Temple graduate certificate encourages disability awareness

The disability studies certificate educates students from the perspective of disabled individuals.

ALI GRAULTY / THE TEMPLE NEWS

Courses offered in Temple’s disability studies graduate certificate allows students of all backgrounds to look at society through the lens of disability.

The program is provided by the Institute on Disabilities through the College of Education. There is a 12 credit requirement to complete the certification and classes are offered in the fall, spring and summer semesters.

Disability studies is kept alive not only by scholars but the people who live with visible and invisible disabilities, said Kate Fialkowski, the director of academic programs for the disability studies graduate certificate.

Disability and Social Policy, which is a course offered in the spring semester, helps students think about how people with disabilities are ignored in some social policy, said Sarah Mueller, a 2019 masters in public policy graduate who received the disability studies certificate.

“It makes you think critically about the role policy plays and its intention or lack thereof on the lives of people with disabilities,” she added.

There is an effort in the program to create a “first person narrative,” when addressing issues in the community, Fialkowski said. In Disability Rights and Culture, there is an emphasis to engage disability studies outside the classroom through attending events centered around disability pride and listening to speakers with disabilities.

“We’ve moved long past that kind of stereotypical traditional research voice into something that includes activists, advocates and just people,” Fialkowski said.

This course helps to address an important issue raised by the disability rights movement, which is present on college campuses, as students with disabilities didn’t see themselves represented in existing disability course materials, Fialkowski said.

“When we identify as people who have disabilities, we are looking for that content, we’re looking for leaders, and we’re looking for lived experiences that match ours,” Fialkowski said. “When we don’t see it, we start writing it, we start teaching it, we start engaging other people about it.”

Susan Fullam, the director of communication at the Institute on Disabilities, said the objective of disability studies is to create an understanding of what proper accommodations can accomplish for people with disabilities.

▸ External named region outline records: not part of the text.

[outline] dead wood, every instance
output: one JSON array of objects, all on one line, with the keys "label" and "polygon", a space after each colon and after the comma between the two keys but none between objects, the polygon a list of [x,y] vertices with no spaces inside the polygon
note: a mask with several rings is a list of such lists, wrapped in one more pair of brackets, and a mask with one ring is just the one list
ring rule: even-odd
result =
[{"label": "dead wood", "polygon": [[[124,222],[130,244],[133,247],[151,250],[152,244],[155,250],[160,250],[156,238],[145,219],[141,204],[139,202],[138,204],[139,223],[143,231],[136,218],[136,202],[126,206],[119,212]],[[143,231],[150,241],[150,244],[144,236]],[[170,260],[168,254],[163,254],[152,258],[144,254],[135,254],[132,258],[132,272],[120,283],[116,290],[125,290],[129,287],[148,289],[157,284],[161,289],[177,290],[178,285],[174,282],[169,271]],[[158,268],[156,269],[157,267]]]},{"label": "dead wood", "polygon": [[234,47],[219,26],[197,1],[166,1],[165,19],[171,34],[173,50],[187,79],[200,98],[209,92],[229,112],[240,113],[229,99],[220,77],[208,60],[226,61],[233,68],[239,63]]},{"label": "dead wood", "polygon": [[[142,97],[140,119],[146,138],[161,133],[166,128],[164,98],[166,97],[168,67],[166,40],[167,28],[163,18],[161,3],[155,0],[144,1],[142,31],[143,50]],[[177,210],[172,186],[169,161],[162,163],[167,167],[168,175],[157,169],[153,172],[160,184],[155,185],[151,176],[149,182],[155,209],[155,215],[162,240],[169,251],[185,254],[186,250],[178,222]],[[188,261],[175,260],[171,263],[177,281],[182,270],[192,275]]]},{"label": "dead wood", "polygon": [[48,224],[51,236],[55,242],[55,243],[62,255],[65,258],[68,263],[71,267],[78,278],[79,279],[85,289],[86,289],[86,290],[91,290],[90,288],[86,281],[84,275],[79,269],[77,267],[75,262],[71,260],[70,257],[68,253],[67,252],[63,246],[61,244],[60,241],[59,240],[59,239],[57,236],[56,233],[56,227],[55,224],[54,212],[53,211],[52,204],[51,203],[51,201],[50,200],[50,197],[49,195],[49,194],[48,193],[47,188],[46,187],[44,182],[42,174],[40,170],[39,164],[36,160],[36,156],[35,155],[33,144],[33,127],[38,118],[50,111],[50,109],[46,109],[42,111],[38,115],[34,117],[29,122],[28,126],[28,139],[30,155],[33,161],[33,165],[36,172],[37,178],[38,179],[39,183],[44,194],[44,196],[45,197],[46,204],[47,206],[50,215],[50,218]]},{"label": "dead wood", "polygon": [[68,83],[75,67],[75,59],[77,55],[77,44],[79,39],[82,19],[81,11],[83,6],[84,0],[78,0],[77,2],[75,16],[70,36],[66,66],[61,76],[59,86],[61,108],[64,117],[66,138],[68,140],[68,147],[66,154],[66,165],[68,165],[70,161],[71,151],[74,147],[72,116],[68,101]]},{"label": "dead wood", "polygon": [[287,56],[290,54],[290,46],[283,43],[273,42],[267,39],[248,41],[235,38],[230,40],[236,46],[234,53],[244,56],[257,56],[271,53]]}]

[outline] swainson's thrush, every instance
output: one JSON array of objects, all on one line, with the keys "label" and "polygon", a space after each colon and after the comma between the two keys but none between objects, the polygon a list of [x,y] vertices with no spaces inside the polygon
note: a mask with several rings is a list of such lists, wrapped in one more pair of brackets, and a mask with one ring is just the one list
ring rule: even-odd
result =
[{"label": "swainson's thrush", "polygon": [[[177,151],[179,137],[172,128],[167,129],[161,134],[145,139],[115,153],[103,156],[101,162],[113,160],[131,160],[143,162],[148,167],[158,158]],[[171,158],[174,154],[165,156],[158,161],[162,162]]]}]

“What disability studies does is that it intellectualizes and normalizes people with disabilities so that they’re not viewed as incapable,” Fullam said. “They don’t need the pandering. They don’t need the help. They just need the accommodations.” 

Students pursuing careers in public policy, social welfare programs, human resources and education are not the only ones who can benefit from taking courses in disability studies, Fialkowski said.

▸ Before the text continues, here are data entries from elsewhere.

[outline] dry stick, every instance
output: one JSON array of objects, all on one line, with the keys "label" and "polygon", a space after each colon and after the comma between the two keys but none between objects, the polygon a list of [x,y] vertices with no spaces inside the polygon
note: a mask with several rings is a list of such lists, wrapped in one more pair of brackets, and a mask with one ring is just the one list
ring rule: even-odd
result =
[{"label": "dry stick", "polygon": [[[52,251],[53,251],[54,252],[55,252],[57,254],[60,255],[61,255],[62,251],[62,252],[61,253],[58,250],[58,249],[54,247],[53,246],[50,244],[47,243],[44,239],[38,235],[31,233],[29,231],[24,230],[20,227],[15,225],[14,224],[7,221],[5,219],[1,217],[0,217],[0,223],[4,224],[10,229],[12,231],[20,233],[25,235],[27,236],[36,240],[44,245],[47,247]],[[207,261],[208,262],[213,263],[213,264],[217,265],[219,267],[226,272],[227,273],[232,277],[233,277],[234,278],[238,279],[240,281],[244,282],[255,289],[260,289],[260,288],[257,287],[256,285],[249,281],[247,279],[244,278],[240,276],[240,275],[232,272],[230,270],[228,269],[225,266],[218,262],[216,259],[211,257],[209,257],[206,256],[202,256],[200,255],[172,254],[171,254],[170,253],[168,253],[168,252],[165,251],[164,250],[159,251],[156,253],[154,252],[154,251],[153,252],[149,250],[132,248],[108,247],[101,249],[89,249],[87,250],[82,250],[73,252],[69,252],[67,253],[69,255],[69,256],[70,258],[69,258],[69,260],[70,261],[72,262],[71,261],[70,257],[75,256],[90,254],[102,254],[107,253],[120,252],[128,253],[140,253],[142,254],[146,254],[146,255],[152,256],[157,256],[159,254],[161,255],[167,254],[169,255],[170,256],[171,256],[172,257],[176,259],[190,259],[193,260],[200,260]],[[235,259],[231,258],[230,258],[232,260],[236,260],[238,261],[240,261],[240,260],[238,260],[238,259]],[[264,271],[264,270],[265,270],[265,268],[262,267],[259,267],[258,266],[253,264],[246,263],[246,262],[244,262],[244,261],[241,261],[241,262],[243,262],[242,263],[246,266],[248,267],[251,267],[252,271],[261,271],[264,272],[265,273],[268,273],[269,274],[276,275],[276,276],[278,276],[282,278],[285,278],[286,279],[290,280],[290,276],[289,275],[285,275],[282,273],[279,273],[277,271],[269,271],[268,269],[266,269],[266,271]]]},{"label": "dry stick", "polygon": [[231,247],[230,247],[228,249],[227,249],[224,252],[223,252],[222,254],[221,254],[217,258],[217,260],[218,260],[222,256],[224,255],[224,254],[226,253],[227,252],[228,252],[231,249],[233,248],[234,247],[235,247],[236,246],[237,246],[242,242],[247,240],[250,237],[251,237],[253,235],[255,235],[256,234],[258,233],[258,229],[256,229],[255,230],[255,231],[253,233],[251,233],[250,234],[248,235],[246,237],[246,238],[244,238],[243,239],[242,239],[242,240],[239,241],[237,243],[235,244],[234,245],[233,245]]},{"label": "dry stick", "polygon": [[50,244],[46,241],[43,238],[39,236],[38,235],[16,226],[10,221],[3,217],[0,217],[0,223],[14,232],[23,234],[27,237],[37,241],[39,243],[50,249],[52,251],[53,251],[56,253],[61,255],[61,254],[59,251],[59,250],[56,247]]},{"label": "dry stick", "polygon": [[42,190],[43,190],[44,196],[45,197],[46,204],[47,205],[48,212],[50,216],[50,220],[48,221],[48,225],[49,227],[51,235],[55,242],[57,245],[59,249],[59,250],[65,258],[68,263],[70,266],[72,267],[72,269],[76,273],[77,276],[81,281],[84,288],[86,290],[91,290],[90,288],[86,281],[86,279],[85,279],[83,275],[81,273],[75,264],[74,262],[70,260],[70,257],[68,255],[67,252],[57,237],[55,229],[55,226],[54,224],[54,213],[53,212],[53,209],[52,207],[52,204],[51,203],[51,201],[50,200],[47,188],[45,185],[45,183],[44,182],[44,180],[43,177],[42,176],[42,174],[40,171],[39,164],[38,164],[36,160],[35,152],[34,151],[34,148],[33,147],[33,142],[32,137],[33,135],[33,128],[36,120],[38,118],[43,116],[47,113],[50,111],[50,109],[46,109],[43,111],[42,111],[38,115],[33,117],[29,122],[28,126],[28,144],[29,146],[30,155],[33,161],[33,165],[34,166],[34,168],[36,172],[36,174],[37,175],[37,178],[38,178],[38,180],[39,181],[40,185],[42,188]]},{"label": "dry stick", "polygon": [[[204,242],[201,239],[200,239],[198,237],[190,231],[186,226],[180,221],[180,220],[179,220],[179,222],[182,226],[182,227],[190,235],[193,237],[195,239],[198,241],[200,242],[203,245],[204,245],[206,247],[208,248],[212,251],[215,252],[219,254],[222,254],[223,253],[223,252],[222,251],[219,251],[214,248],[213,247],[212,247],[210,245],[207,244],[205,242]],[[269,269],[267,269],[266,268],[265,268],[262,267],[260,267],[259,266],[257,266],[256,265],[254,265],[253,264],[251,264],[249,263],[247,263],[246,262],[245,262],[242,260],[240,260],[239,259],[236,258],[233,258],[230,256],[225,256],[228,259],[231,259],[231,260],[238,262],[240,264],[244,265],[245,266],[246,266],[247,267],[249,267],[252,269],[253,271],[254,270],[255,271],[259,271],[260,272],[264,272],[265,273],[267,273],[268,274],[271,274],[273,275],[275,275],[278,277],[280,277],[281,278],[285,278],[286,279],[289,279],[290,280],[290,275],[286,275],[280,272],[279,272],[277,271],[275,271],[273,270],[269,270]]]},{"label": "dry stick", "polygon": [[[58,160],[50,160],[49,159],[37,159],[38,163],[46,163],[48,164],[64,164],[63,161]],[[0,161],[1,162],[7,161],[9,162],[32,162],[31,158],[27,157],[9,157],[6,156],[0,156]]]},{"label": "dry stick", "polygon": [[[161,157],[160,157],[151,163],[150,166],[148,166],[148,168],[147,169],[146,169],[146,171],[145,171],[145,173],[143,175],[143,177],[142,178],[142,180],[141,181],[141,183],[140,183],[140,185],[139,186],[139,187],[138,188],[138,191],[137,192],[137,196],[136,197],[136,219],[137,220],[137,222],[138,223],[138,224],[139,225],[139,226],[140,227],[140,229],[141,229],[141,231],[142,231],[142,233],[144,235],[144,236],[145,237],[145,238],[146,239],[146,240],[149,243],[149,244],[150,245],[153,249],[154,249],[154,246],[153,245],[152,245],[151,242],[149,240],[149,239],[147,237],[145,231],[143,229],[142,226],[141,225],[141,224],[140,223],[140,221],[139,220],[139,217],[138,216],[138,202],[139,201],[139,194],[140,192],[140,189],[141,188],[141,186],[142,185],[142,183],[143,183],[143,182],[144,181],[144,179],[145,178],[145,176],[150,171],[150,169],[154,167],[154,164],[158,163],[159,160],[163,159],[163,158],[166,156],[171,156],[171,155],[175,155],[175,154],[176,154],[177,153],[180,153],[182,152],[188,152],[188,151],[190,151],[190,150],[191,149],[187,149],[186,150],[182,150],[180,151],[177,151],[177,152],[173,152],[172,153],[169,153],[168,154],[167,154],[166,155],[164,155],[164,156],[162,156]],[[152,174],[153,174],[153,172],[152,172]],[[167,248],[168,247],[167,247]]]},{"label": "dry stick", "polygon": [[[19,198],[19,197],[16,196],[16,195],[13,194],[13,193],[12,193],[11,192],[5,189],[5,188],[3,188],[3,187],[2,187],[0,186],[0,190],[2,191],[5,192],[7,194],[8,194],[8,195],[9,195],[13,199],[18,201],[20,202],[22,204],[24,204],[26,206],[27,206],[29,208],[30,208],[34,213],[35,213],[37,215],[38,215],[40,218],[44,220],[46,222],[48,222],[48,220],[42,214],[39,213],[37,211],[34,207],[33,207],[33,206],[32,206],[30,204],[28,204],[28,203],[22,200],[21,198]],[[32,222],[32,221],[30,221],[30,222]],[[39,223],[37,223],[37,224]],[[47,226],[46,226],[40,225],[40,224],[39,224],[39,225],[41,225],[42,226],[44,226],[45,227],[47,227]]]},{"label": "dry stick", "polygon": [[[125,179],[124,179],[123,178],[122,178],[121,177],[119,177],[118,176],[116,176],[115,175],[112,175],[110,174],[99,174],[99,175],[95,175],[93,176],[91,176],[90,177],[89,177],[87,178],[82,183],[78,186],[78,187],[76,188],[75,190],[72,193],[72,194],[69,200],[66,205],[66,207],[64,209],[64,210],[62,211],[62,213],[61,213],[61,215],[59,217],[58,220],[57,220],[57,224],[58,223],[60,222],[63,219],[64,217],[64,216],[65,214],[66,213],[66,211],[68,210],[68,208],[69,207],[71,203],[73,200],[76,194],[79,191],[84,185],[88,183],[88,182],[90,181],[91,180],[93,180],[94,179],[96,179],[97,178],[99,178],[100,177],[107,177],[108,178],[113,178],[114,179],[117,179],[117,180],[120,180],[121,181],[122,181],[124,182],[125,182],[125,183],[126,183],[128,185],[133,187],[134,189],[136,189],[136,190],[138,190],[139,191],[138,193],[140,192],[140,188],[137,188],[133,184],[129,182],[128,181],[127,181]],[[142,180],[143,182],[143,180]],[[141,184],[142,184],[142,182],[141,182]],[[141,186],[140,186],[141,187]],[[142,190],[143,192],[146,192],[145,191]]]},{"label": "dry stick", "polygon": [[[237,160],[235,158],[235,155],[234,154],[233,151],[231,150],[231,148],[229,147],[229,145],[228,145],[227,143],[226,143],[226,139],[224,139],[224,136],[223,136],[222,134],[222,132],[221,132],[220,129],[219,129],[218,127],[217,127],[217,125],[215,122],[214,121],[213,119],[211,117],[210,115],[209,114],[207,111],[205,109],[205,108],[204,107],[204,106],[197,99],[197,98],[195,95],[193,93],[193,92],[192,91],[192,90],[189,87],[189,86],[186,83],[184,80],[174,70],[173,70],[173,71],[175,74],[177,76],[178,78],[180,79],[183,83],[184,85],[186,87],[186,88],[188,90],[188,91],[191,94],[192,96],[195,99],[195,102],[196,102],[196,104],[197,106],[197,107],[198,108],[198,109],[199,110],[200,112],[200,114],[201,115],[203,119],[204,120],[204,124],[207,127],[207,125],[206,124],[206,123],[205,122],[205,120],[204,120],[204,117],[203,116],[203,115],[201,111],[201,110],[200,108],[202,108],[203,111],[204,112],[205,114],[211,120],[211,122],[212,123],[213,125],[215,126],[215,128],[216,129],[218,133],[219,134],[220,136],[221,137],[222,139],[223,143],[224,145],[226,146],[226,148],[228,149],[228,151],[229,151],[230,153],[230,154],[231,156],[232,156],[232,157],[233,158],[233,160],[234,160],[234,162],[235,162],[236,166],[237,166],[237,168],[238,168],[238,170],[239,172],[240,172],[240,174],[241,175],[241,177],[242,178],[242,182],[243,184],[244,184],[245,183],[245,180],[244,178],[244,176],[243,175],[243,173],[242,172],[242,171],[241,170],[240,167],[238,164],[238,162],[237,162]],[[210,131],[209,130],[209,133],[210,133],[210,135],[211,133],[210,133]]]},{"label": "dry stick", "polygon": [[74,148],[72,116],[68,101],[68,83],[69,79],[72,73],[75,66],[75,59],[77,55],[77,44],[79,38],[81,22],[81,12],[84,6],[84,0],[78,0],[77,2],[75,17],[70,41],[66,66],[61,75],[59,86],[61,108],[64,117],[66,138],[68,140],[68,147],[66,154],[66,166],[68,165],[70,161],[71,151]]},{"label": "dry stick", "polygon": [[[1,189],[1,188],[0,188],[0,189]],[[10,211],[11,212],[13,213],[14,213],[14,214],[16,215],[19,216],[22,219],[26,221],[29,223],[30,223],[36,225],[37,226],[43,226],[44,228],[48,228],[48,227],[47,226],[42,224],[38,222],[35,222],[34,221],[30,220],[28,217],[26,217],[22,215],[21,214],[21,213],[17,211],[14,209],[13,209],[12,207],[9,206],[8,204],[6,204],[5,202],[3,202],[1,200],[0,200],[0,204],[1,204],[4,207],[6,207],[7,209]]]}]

“We struggle putting people into this program because I don’t know if there’s a full understanding of it,” Fullam said.

Fialkowski added there are efforts to reach students in other colleges and majors because the mindset that disability studies are exclusive to students in health and policy creates barriers in expanding the program.

The definition of disability is not fixed, so disability centered studies are needed to address misconceptions, Fialkowski said.

“Everyone who interfaces with students should have an understanding of disability as an identity, a history, a culture, a language, and not just a medical phenomenon,” Fialkowski added.